Hi all. I was out of town for 2 months and I decided to leave some plant clippings emersed. I used an old 100lt aquarium and had to lay it on its side because I have the tiniest balcony. So to be able to keep the water in, I siliconed a piece of a insulating pad. I filled it with regular potting soil and I closed the open side of the aquarium with streching film to keep it humid. (that is something you should do if you want it to stay wet for 2 months). I left no openings for fresh air for it to last 2 months. So if there were holes, it would probably last less but with more vigorous growth. By the way I live in istanbul and the average temp. was probably 28C here. There may be some shifts and drops in temp because I found out that some plants grew really well at first but then died. Anyway I was astonished to find a beautiful garden with flowers. I am sorry that I have no initial photos of the system but you can imagine that all the plants thrown there were like trash and very little in amount. Here are the pics.
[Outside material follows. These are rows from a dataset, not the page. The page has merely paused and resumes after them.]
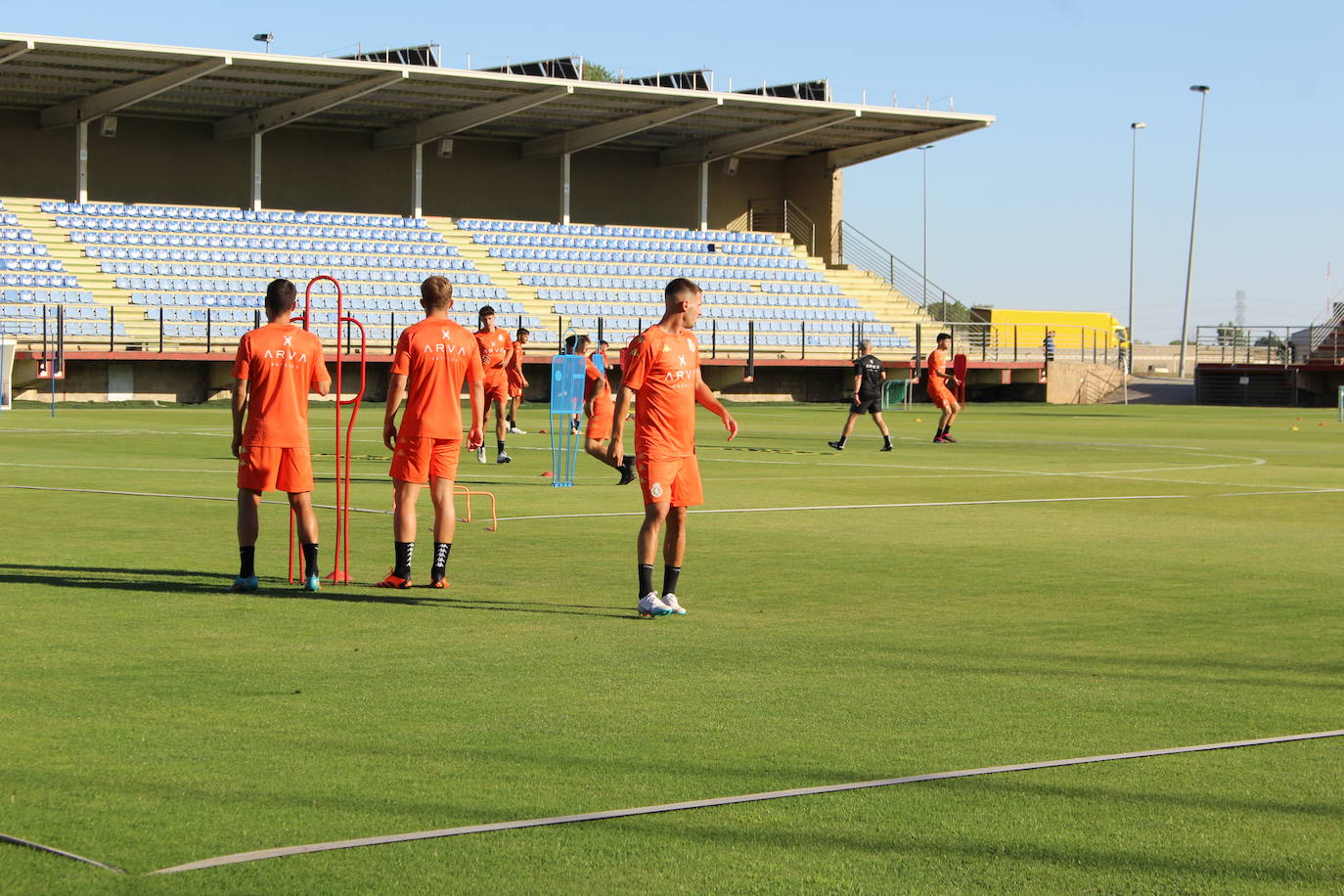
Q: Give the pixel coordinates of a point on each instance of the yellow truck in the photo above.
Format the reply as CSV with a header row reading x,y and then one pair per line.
x,y
1073,332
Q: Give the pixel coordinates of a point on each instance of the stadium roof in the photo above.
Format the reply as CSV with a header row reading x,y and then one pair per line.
x,y
72,81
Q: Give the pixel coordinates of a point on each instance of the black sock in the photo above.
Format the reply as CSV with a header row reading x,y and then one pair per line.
x,y
405,551
441,551
669,576
309,559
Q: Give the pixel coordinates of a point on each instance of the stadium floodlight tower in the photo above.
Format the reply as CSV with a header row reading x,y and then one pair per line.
x,y
1133,197
1193,211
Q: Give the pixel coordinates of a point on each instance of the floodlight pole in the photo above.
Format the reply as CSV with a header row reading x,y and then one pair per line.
x,y
1193,211
923,272
564,188
1133,197
417,180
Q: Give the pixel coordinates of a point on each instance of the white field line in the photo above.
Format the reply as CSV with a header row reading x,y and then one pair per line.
x,y
719,801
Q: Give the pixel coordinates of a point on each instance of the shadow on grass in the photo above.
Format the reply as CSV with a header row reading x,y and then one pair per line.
x,y
189,582
1139,864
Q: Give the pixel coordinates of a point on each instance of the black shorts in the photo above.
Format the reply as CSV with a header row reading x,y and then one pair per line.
x,y
866,405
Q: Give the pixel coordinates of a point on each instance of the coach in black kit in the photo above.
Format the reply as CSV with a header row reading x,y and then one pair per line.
x,y
867,396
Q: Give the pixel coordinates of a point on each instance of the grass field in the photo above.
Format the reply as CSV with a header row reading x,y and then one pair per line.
x,y
148,719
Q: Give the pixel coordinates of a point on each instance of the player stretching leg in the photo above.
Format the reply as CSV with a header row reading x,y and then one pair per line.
x,y
433,357
597,406
496,353
516,381
276,367
867,396
938,392
664,370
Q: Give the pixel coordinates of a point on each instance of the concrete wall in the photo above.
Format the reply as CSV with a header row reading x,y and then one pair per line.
x,y
1071,383
171,161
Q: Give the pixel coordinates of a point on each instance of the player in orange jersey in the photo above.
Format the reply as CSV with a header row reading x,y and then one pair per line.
x,y
433,359
496,353
276,367
516,381
597,407
937,379
663,368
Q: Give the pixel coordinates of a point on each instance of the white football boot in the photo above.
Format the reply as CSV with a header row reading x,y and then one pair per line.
x,y
652,606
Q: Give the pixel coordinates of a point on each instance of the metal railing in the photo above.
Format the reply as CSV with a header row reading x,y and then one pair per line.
x,y
856,248
781,216
1322,331
1232,344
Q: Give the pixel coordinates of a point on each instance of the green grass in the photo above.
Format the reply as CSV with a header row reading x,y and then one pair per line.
x,y
148,719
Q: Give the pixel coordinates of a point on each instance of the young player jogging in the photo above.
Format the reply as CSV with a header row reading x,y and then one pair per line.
x,y
276,367
516,381
597,407
433,359
869,377
496,352
663,368
941,396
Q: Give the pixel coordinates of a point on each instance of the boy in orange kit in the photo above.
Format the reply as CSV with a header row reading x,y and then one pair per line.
x,y
938,391
663,367
496,353
516,381
433,359
276,367
597,407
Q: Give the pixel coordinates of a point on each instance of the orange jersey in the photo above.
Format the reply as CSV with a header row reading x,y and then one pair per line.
x,y
937,367
435,356
281,363
515,364
594,383
495,347
663,371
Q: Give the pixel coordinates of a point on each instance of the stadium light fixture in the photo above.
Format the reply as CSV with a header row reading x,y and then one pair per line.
x,y
1135,126
1193,211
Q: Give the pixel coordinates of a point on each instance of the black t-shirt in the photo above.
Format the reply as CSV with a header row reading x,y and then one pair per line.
x,y
869,368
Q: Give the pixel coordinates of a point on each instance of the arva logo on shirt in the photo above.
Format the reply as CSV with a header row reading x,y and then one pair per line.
x,y
439,348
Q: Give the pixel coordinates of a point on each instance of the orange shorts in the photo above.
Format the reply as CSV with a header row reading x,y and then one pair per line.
x,y
496,391
600,425
268,469
940,395
416,460
672,479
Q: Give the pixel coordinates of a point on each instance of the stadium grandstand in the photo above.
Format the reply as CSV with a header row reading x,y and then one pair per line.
x,y
151,193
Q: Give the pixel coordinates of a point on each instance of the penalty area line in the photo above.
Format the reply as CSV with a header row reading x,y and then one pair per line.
x,y
43,848
721,801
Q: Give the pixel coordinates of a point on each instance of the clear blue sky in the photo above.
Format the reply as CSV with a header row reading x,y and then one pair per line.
x,y
1032,212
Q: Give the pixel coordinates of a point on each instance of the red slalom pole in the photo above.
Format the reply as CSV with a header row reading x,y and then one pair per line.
x,y
290,578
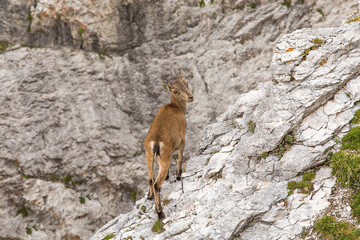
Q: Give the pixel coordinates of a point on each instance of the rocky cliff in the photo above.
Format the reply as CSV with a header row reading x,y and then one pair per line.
x,y
236,186
80,84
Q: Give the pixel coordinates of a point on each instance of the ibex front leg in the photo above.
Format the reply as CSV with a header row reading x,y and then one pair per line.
x,y
179,161
164,163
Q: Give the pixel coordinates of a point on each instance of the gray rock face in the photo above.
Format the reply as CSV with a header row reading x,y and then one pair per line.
x,y
228,190
72,121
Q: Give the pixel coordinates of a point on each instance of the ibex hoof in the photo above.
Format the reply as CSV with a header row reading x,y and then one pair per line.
x,y
161,215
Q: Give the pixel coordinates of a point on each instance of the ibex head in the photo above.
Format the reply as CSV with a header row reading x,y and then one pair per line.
x,y
179,88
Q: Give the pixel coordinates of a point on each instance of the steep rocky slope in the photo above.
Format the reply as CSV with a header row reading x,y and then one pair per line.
x,y
236,186
75,105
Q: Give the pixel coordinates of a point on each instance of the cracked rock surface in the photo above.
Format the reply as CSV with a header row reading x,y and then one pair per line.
x,y
228,190
72,119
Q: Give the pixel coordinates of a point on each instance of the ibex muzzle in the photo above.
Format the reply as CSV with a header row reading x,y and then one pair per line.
x,y
166,135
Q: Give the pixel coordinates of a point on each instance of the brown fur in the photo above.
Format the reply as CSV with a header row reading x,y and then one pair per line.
x,y
165,136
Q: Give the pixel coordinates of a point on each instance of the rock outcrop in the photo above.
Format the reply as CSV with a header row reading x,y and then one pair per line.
x,y
236,186
76,103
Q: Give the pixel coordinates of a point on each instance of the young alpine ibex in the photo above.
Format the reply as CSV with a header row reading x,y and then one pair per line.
x,y
166,135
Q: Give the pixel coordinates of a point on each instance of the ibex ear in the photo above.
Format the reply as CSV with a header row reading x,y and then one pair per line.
x,y
166,87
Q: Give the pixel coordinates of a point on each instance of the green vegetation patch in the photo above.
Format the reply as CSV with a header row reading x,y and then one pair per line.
x,y
351,141
3,45
286,3
318,42
356,119
285,145
158,227
331,229
346,166
321,12
305,185
109,236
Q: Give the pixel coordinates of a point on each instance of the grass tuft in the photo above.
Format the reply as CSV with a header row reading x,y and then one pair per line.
x,y
305,185
109,236
158,227
331,229
351,141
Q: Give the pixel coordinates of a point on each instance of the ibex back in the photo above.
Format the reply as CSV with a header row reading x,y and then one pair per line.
x,y
166,135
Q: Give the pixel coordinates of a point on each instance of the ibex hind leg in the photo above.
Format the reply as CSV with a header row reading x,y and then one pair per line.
x,y
150,164
164,167
179,161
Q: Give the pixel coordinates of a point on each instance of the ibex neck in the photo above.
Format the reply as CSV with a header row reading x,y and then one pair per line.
x,y
178,103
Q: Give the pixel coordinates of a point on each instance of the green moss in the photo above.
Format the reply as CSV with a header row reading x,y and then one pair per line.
x,y
355,205
3,45
356,119
23,211
331,229
158,227
286,3
305,185
321,12
202,3
346,166
82,200
284,146
351,140
252,126
109,236
133,194
252,4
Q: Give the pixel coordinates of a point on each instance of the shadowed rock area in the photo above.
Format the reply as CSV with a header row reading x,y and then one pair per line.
x,y
80,82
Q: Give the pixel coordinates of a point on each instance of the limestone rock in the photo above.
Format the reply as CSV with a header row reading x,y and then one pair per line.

In the pics the following species and a few species unknown are present

hygrophila difformis(all propagated from leaf cuttings left on soil)
glossostigma elatinoides(flowered)
rotala rotundifolia
heteranthera zosterifolia
java moss
java fern(windelov)
echinodorus madalengensis
ammania gracialis
sagittaria subulata
ludwigia repens(flowered,seeds ahead)
one unknown(flowered)
riccia fluitans
cryptocorne beckettii


----------



## turbomkt (Mar 31, 2004)

Looks great for being neglected! Then again, it would be great if I could get emersed plants to look like that WITH care!


----------



## dennis (Mar 1, 2004)

Looks awesome! I do have to say though, that's why we always need to be careful discarding of our plant clippings


----------



## cs_gardener (Apr 28, 2006)

Wow! It really turned into a jungle. What a great idea that was very nicely done.


----------



## sarahbobarah (Sep 5, 2005)

Amazing! I'm inspired to try a miniature setup on my own porch!


----------



## lailastar (Aug 28, 2006)

Thats incredible! They look so healthy! I am observing that one advantage that your setup gave your plants is that they had really no predators. I don't see any leaf damage from insects or anything. Maybe sometimes they do too much to submersed plants and they are just exposed to too much (other lifeforms)for them to be as healthy compared to yours.


----------



## Cassie (May 27, 2006)

very nice. are you going to attempt to transfer them back to emersed?


----------



## egementt (Jun 27, 2006)

Thank you all for your comments. I tried to keep things as simple as possible and it worked out. No fertilisation, no fancy substrate and most of all no care and this the result. Nature always finds its own way. I'll be using the system to fill my 300lt aquarium with plants.


----------



## mrbelvedere138 (Jan 18, 2006)

Sweet plants and sweeter pictures.


----------



## bioch (Apr 8, 2006)

more pictures!


----------



## czado (May 26, 2005)

Wow. What a great setup.


----------



## egementt (Jun 27, 2006)

I have pruned some of the emersed plants and put them back in my aquarium next to the submersed ones. You can see the great difference between them in leaf and stem formation. The ones with stronger stems are the emersed ones.









Rotala rotundifolia









hygrophila difformis









ammania gracilis


----------



## DaFishMan (Dec 4, 2005)

Wow you've done really well with that setup, quite the jungle


----------



## egementt (Jun 27, 2006)

My setup still goes with the most neglect. It's winter time but still going strong. It has even survived a snowfall with no problems. I took some new pictures. I have done a lot of harvest during the time passed and forgot to water it for a month so some plants may look a little yellowish like an autumn scene


----------